Methods: The retrospective cohort included patients with high-grade soft tissue sarcoma who were seen at our tertiary care center, a regional referral center for patients living in the Southeastern US, between January 1, 2016 and December 31, 2021. Patients were identified using cancer registry and billing data. Sociodemographic characteristics, treatments, and oncologic outcomes were evaluated using descriptive statistics.

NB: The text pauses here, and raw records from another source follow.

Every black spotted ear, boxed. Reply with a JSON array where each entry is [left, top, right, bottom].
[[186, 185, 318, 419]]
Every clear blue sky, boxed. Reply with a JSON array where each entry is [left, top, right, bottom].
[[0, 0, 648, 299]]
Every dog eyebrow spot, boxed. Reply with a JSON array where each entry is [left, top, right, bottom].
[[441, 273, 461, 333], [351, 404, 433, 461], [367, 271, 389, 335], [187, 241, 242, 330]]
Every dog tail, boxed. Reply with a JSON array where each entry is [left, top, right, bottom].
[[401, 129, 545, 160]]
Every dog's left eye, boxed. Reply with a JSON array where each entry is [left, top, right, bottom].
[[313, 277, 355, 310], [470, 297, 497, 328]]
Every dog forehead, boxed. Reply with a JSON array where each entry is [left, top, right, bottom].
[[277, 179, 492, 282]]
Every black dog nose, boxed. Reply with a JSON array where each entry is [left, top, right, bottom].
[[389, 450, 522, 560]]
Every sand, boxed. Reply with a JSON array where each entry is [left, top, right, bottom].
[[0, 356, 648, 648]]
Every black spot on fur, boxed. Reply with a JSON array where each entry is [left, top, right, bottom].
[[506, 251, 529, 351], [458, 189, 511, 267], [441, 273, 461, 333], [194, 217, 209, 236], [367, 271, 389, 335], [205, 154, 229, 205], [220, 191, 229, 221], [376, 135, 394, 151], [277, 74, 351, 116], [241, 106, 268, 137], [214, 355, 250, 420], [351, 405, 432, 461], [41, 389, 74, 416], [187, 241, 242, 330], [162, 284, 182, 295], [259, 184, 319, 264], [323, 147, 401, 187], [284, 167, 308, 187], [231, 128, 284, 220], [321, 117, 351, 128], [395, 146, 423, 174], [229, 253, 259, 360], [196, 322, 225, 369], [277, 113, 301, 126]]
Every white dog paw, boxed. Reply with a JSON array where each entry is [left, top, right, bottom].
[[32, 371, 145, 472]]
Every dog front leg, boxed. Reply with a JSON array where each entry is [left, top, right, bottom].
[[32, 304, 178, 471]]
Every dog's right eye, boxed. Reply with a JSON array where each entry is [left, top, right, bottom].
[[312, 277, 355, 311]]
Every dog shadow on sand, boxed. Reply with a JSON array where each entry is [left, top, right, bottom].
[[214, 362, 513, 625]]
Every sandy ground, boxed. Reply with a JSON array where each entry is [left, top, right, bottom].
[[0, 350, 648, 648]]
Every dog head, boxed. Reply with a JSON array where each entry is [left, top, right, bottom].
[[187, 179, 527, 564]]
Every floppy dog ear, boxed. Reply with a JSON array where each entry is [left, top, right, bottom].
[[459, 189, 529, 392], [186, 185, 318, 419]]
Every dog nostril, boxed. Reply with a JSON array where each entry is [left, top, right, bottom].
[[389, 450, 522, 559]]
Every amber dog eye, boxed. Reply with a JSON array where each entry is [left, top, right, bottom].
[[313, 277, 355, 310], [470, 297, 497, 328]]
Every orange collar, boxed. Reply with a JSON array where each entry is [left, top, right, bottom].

Results: There were 328 patients, of whom 57% were female and mean age was 66. The cohort was 70% White, 26% Black, and 4% other. There was greater representation of Black individuals than in national cohorts, among which Blacks comprise approximately 12%. The most common histologies were leiomyosarcoma (26%), undifferentiated pleomorphic sarcoma (22%), and liposarcoma (14%). Almost half of patients in this cohort developed metastatic disease at some point during the study period, with greater than 20% of patients presenting with metastasis at initial diagnosis. 82% of the cohort underwent surgical resection of their sarcoma with fewer patients receiving neoadjuvant or adjuvant chemotherapy (23%) than neoadjuvant or adjuvant radiation (53%) as part of their treatment plan. Median survival was less than two years, suggesting an overall poor prognosis for patients with these high-grade neoplasms.
Conclusion: Results from this study describe the racial incidence and outcomes of high-grade soft tissue sarcoma in the southeastern US. Further work will evaluate differences in racial distribution by histology and compare with national data.